Salty Leviathan
2 Comments | June 2, 2007 at 7:39 pm by mahud
Filed under Jewish Mythology, Biblical Mythology, Mesopotamian Mythology
I came across an interesting tradition at Dance of the Mind earlier, regarding the Leviathan, found in the Talmudic tractate Baba Batra:
Rab Judah said in the name of Rab: All that the Holy One, blessed be He, created in his world he created male and female. Likewise, Leviathan the slant serpent and Leviathan the tortuous serpent he created male and female; and had they mated with one another they would have destroyed the whole world. What [then] did the Holy One, blessed be He, do? He castrated the male and killed the female preserving it in salt for the righteous in the world to come; for it is written: And he will slay the dragon that is in the sea.

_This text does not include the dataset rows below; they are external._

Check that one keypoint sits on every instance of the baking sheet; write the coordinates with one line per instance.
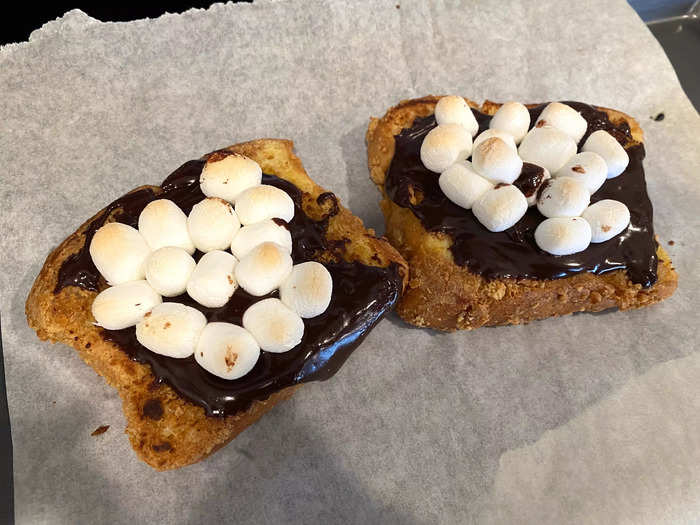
(588, 418)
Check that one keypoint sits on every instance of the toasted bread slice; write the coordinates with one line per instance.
(444, 295)
(166, 430)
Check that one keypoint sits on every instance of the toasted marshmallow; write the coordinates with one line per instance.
(124, 305)
(564, 118)
(212, 223)
(490, 133)
(495, 160)
(445, 145)
(263, 269)
(264, 202)
(257, 233)
(605, 145)
(547, 147)
(119, 253)
(462, 185)
(226, 350)
(163, 223)
(607, 218)
(563, 235)
(308, 289)
(228, 176)
(274, 326)
(530, 181)
(500, 208)
(512, 118)
(213, 280)
(563, 197)
(168, 269)
(587, 167)
(455, 110)
(171, 329)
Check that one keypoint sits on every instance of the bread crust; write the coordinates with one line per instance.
(446, 296)
(165, 430)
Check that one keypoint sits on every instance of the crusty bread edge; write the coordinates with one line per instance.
(165, 430)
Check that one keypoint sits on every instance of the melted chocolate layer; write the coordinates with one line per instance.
(513, 253)
(361, 296)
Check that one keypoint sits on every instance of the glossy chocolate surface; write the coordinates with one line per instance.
(513, 253)
(361, 296)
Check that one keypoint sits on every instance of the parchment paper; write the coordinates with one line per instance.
(587, 418)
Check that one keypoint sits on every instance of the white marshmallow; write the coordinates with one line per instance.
(257, 233)
(455, 110)
(500, 208)
(274, 326)
(563, 235)
(171, 329)
(512, 118)
(586, 167)
(445, 145)
(607, 218)
(229, 176)
(308, 289)
(495, 160)
(547, 147)
(119, 253)
(563, 197)
(264, 202)
(490, 133)
(213, 281)
(212, 223)
(462, 185)
(163, 223)
(226, 350)
(124, 305)
(564, 118)
(263, 269)
(168, 269)
(605, 145)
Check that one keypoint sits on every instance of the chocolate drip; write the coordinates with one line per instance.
(361, 296)
(513, 253)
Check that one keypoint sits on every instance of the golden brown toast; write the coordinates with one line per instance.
(166, 430)
(444, 295)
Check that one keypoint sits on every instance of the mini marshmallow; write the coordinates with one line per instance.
(564, 118)
(264, 202)
(163, 223)
(500, 208)
(212, 223)
(255, 234)
(563, 197)
(119, 253)
(213, 280)
(445, 145)
(587, 167)
(495, 160)
(263, 269)
(168, 269)
(308, 289)
(229, 175)
(171, 329)
(274, 326)
(124, 305)
(455, 110)
(490, 133)
(512, 118)
(605, 145)
(462, 185)
(226, 350)
(607, 218)
(563, 235)
(547, 147)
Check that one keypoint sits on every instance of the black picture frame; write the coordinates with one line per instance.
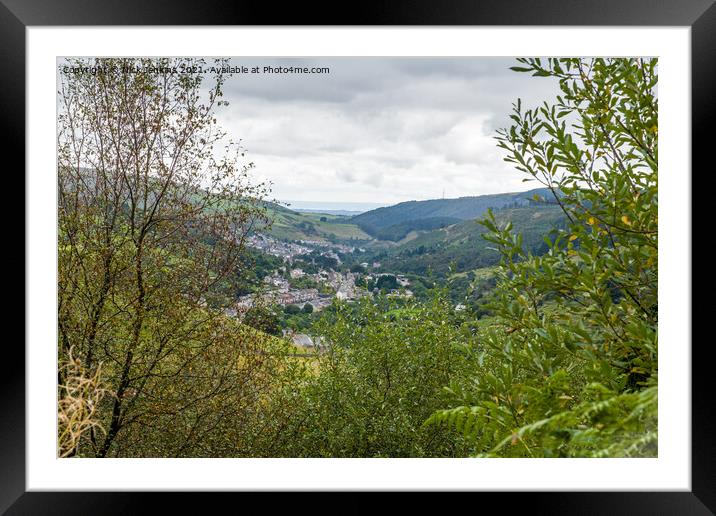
(700, 15)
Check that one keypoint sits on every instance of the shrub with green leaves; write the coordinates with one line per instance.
(569, 367)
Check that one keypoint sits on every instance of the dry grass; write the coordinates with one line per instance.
(79, 397)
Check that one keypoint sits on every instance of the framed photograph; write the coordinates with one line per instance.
(413, 250)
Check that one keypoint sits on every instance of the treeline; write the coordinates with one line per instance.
(556, 357)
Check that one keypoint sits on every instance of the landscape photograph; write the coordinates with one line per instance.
(357, 257)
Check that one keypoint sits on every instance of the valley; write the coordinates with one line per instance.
(304, 261)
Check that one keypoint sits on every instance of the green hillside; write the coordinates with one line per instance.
(462, 246)
(291, 225)
(395, 222)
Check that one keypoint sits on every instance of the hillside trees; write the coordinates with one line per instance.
(154, 208)
(570, 369)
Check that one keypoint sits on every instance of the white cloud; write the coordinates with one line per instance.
(380, 129)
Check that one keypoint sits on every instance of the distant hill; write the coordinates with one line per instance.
(463, 245)
(395, 222)
(349, 213)
(289, 224)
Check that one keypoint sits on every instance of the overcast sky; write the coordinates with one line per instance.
(379, 130)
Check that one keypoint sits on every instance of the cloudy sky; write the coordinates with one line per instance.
(379, 130)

Excerpt from Baba Bathra 74b
The Behemoth also received similar treatment, except the creature’s flesh wasn’t preserved in salt, because “Salted fish is palatable, salted flesh is not”, and at the end of days, the righteous are said to feast upon the flesh of both (check out Leviathan II: Demon of the Sea, Messianic Meal).
It seems pretty natural to assume that this tradition is somehow related to the Babylonian Enuma Elish, that tells us, in the beginning, all that existed was the waters of Apsu, who was the male personification of the sweet primordial waters, and Tiamat, the female personification of the salt primordial waters, who dwelt together as one (with their son Mummu), symbolizing the primordial union of the oppocites.
Ea (Sumerian: Enki), killed Apsu, and Tiamat, in the form of a monsterous dragon, sought revenge upon the gods, to be finally slain by the Eternal Champion Marduk, who formed the universe from her corpse.